ROTOTEC SPA

STAMPAGGIO ROTAZIONALE E SOSTENIBILITÀ PER IL WATER MANAGEMENT

Nel settore della gestione delle acque, la scelta dei materiali incide direttamente su affidabilità, tempi di installazione, costi operativi e sostenibilità ambientale. Il polietilene si è affermato come una soluzione tecnologicamente avanzata per lo stoccaggio, il trattamento e la movimentazione dei fluidi.

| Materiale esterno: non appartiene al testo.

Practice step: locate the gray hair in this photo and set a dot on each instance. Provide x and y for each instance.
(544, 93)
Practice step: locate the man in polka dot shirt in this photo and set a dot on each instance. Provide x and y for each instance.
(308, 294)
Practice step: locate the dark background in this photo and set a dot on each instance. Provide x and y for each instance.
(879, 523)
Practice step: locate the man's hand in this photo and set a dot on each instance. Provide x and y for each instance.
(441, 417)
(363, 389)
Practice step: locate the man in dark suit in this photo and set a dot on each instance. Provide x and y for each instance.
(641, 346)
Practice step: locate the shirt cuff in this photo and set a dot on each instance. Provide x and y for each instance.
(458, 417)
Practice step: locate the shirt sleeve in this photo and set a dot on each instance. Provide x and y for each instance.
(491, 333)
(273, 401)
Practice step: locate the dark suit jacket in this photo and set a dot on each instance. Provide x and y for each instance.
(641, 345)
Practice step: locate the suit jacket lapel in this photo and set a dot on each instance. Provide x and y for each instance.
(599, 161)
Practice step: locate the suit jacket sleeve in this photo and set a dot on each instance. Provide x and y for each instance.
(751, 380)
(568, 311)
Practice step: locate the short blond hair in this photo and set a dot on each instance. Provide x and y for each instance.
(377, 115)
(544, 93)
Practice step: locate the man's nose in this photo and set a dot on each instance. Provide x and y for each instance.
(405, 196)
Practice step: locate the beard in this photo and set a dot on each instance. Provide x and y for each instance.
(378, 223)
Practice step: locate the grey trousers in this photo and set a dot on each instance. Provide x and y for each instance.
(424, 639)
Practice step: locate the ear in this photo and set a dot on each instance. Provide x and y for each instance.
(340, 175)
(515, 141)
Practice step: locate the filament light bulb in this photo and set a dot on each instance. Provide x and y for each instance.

Grazie alle sue caratteristiche tecniche e alle moderne tecnologie produttive, rappresenta oggi un’alternativa altamente performante ai manufatti tradizionali in calcestruzzo.


Il ruolo del polietilene nella gestione delle acque
Nel settore della gestione delle acque, l’evoluzione delle materie plastiche ha ridefinito standard progettuali, logistica di cantiere e performance operative. In particolare, il polietilene rappresenta oggi una soluzione ad alte prestazioni per applicazioni dedicate allo stoccaggio, al trattamento e alla movimentazione dei fluidi, grazie a proprietà quali resistenza chimica, durabilità, leggerezza strutturale e riciclabilità. In questo contesto si inserisce l’attività di Rototec, specializzata nella produzione di manufatti in polietilene mediante tecnologia di stampaggio rotazionale.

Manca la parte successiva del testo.